Once you have legally obtained your firearm it is important to be aware of what you can and cannot do in the State of New Jersey. The biggest question is: how can I legally use my firearm?
First and foremost, New Jersey is not an open carry State, which means that even if you have lawfully obtained a gun you cannot carry it around with you anywhere you want. A permit to purchase a firearm and a firearms identification card are not permits to carry a firearm. You need a separate permit to carry a firearm in the State of New Jersey. The laws are very strict and the penalties very severe, so you should always proceed with caution. It is imperative that every gun owner make themselves aware of the laws pertaining to guns in this state particularly if you have ever lived in another state where the laws may be less strict.
Although New Jersey has a procedure for granting open carry permits, the standard is such that it is virtually impossible to obtain one. The standard is that the applicant must establish a justifiable need to carry a firearm. The reason it is virtually impossible to obtain a permit to carry in New Jersey is that unlike other states, such as our neighbors in Pennsylvania, the New Jersey Courts have determined that self- defense is not a justifiable need.
So, if all of that is true, what is the sense of having a gun in the State of New Jersey? Although, you cannot carry a handgun in public, there are many exemptions from the law that allow legal possession and usage.
As I see it, the most important exemption is that nothing in the law “shall be construed to prevent a person from keeping or carrying about his place of business, residence, premises or other land owned or possessed by him, any firearm, or from carrying same in the manner specified by law from any place of purchase to his residence or place of business, between one place of business or residence and another when moving, or between his dwelling or place of business and place where such firearms are repaired, for the purpose of repair”. (N.J.S.A. 2C: 39-6e).
What that means is that you may have any gun in your home for protection and you may carry it on lands owned or possessed by you without fear of prosecution. This is true even if the gun is not registered.
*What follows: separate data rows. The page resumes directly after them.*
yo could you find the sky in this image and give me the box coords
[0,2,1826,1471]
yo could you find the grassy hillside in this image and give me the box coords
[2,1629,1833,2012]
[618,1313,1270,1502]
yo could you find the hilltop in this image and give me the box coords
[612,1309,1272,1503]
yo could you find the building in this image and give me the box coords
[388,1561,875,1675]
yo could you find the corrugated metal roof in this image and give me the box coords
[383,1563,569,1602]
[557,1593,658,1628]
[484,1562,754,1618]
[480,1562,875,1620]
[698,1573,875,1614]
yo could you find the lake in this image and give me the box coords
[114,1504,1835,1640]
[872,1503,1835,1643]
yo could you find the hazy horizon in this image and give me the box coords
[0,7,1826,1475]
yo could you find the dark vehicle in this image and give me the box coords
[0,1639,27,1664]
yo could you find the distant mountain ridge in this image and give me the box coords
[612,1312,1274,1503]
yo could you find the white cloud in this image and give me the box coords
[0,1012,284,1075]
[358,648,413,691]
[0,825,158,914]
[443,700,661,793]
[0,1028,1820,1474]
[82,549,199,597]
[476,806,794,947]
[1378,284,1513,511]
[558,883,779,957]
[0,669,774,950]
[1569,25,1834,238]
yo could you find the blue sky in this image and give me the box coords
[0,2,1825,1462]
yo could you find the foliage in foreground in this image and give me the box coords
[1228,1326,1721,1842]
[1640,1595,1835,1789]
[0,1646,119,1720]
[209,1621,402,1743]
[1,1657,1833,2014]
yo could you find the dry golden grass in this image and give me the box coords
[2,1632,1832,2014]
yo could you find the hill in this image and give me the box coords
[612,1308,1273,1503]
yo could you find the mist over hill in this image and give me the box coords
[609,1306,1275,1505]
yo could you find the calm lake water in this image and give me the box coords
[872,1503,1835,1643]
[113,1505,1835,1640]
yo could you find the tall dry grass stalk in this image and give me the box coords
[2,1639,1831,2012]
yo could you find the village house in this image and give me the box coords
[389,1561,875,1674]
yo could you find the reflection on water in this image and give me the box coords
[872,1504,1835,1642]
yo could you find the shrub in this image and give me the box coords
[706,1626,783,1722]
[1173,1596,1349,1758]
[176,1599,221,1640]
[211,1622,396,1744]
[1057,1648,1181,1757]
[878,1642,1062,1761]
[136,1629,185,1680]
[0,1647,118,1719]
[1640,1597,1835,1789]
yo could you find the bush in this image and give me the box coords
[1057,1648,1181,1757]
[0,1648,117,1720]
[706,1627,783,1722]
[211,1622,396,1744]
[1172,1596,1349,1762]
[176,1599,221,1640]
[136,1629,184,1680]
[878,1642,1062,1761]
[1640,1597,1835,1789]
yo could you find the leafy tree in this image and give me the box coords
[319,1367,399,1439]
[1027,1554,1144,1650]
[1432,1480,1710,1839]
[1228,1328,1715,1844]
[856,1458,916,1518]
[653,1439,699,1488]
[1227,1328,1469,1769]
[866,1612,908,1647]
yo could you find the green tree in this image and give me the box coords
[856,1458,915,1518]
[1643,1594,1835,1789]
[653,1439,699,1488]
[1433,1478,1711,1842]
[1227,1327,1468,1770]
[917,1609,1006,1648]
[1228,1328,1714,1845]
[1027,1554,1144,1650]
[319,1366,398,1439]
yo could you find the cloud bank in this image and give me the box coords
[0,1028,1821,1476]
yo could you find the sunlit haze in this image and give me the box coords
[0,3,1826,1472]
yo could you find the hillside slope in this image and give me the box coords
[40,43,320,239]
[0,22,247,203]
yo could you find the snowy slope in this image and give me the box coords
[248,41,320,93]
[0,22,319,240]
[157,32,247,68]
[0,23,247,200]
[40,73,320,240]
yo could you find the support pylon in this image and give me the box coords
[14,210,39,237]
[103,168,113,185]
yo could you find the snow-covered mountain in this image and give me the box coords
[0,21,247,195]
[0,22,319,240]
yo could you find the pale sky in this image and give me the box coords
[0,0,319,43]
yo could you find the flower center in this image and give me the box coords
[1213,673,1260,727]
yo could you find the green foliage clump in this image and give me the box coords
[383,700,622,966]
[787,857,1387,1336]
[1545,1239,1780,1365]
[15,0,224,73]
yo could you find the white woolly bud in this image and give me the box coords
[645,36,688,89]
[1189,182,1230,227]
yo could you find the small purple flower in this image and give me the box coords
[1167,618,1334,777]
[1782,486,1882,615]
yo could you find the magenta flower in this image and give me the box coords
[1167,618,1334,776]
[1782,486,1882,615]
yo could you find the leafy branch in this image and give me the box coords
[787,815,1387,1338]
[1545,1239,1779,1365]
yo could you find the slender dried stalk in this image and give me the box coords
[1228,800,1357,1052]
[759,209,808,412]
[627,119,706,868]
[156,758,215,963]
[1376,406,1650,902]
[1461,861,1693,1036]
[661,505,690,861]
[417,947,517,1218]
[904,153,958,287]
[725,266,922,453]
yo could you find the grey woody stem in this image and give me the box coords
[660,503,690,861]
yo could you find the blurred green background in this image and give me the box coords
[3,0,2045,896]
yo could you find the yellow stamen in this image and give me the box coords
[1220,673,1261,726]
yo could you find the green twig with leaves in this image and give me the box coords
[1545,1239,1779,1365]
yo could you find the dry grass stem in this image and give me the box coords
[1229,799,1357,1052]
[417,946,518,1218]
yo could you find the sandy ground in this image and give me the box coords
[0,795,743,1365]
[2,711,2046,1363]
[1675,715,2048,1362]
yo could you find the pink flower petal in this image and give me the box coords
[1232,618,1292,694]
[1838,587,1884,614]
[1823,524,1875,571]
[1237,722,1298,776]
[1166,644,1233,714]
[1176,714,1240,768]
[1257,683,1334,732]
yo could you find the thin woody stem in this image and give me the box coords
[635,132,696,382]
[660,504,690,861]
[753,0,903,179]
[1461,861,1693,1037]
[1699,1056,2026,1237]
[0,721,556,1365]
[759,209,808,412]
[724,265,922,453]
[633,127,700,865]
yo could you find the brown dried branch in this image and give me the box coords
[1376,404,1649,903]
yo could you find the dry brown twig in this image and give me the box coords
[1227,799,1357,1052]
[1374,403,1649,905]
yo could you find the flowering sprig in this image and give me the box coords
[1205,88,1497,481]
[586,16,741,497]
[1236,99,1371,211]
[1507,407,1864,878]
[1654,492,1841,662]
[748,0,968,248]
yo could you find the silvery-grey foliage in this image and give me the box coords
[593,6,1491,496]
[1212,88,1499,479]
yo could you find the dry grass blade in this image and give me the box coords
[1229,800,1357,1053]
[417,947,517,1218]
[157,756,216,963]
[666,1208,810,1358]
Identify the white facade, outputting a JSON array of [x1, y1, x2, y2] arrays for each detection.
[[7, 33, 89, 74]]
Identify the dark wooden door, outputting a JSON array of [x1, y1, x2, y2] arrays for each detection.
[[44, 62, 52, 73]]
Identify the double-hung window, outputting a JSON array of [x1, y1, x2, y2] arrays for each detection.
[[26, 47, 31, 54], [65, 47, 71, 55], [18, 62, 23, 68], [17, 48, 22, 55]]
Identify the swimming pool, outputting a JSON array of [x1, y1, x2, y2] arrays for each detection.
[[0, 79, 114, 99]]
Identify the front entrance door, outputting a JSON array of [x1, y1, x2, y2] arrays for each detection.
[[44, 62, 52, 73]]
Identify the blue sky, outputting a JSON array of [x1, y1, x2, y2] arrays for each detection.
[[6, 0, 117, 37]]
Although lawful self-defense is a complicated term, you may lawfully use a firearm in self-defense, in your home or on lands owned or possessed by you, if self-defense is justified under the circumstances. It is important to note that any gun is permitted as long as it is not an illegal gun like an assault rifle, sawed-off shotgun or defaced firearm. Those firearms are per se illegal and cannot be possessed under any circumstances.
You may have a legal firearm at your place of business as long as the business is owned by you. This is what allows a store owner to protect his/her business. This does not apply to every employee of a business. If you are working at the counter at McDonald’s or want to take a gun to your job at the mall, this exemption does not protect you. For purposes of this section of the criminal code, a place of business is deemed a fixed location.
There are also a host of exemptions for legally transporting firearms from one place to another, such as directly to or from a rifle or pistol club, gun range, hunting or fishing area, or place where guns are exhibited. Again, the rules are very strict. The gun or guns must be transported unloaded and contained in a closed and fastened case, gun box or securely tied package, or locked in the trunk of an automobile in which it is being transported. In the course of travel, you must include only such deviations as are reasonably necessary under the circumstances.
These are rules not suggestions. You cannot transport a gun, even if unloaded in the passenger area of your vehicle. Failure to transport a weapon properly, even if for an exempted purpose, will result in you being charged criminally and being exposed to all of the penalties for illegal possession of a firearm. Also, while transporting a gun, the travel must be directly to and from the locations and only reasonable deviations are permitted. So driving from Moorestown to Mount Laurel via Atlantic City would not be a reasonable deviation. What is a reasonable deviation is an objective standard, but the law requires the exemptions to be interpreted narrowly.
The right to bear arms is a constitutionally protected right that is limited in the State of New Jersey. Due to the strict laws and harsh penalties imposed in New Jersey, it is imperative that gun owners be aware of their rights and responsibilities. In my career, I have seen people get themselves into trouble by ignorance of the law, carelessness, or a lack of appreciation of the State’s zealousness in prosecuting perceived offenders. The penalties for unlawful possession of a firearm, including imprisonment, are mandatory.
In my former career as a prosecutor, I was responsible for the prosecution of gun offenses for over a decade. I can tell you first hand that it is very difficult to get around these mandatory penalties. So many problems can be avoided by increased awareness of the potential pitfalls of gun ownership.